Samstag, 7. April 2018 16:50 Uhr

Bill Cosby: Prozess wird verschoben?

Eigentlich sollte Bill Cosbys Prozess um sexuelle Belästigung am kommenden Montag in eine neue Runde gehen. Gestern wurde das Ganze allerdings verschoben – und zwar, weil ein Geschworener bereits im Vorfeld geäußert hatte, dass er Cosby für schuldig halte.

Bill Cosby: Prozess wird verschoben?

Foto: Guillermo Proano/WENN.com

Angeblich hatte der Mann zu einer Gruppe potentieller anderer Geschworener den Satz „Cosby ist schuldig“ von sich gegeben. Das berichtet die die Website „RadarOnline“. Der Gerichtstermin am Montag wurde daraufhin angeblich abgesagt. Gerüchten zufolge will Cosbys Anwaltsteam nun eine neue Jury zusammenstellen lassen, da sie der Meinung sind, das gesamte Geschworenengremium wäre „kontaminiert“ – also voreingenommen bei der Urteilsfindung. Eine Bestätigung dafür gibt es noch nicht.

Richter voreingenommen?

Es ist bereits das zweite Mal, dass der Prozess verschoben wurde. Im Sommer 2017 war das erste Verfahren abgebrochen worden, weil sich die Jury nicht auf ein Urteil einigen konnte. Richter Steven O’Neill plante am 9. April über Cosbys Antrag auf Revision zu entscheiden. Zeitweise hatte O’Neill überlegt, den Fall abzugeben. Die Anwälte von Bill Cosby hatten ihm Voreingenommenheit vorgeworfen.

Seine Frau Deborah O’Neill ist Direktorin des Programms zur Behandlung und Prävention sexueller Traumata an der Universität von Pennsylvania.
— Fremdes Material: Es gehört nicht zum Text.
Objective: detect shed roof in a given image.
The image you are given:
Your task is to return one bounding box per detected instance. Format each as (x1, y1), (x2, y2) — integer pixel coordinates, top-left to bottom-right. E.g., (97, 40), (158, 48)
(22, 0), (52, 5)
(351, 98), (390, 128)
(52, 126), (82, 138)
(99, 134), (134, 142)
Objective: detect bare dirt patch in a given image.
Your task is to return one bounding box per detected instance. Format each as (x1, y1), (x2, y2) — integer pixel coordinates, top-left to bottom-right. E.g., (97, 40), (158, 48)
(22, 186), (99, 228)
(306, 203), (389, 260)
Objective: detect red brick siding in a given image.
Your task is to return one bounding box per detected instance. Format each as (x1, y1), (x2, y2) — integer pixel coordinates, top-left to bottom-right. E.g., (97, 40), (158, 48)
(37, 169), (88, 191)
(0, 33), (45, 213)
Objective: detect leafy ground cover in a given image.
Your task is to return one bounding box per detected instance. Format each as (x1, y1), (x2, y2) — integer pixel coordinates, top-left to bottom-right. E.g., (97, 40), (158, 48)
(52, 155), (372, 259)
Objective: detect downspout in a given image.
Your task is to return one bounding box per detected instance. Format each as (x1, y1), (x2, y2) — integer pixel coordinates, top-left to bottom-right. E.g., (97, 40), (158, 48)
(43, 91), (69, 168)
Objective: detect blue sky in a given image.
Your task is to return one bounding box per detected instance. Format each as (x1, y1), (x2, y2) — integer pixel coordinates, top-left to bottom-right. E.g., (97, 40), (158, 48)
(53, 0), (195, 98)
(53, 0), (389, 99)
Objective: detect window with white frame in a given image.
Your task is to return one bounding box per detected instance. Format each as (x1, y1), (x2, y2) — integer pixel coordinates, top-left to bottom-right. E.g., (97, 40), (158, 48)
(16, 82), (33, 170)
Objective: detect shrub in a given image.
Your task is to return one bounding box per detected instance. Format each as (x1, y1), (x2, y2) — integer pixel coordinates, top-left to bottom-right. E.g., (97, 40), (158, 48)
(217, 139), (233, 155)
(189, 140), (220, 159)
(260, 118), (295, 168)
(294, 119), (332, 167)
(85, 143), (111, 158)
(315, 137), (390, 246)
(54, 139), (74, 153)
Cosbys Team bezichtigte sie einer Spende für eine Organisation, die mit einem Protest gegen den Schauspieler in Verbindung stehen soll. Nach mehreren Diskussionen entschied er sich dann, Richter in dem Prozess zu bleiben.

„Meine Frau und ich teilen die Liebe zueinander und unseren Familien, unseren Kindern und Enkeln. Was wir nicht teilen, sind einheitliche Ansichten über soziale, rechtliche und politische Fragen“, erklärte der Richter der Presse. (SV)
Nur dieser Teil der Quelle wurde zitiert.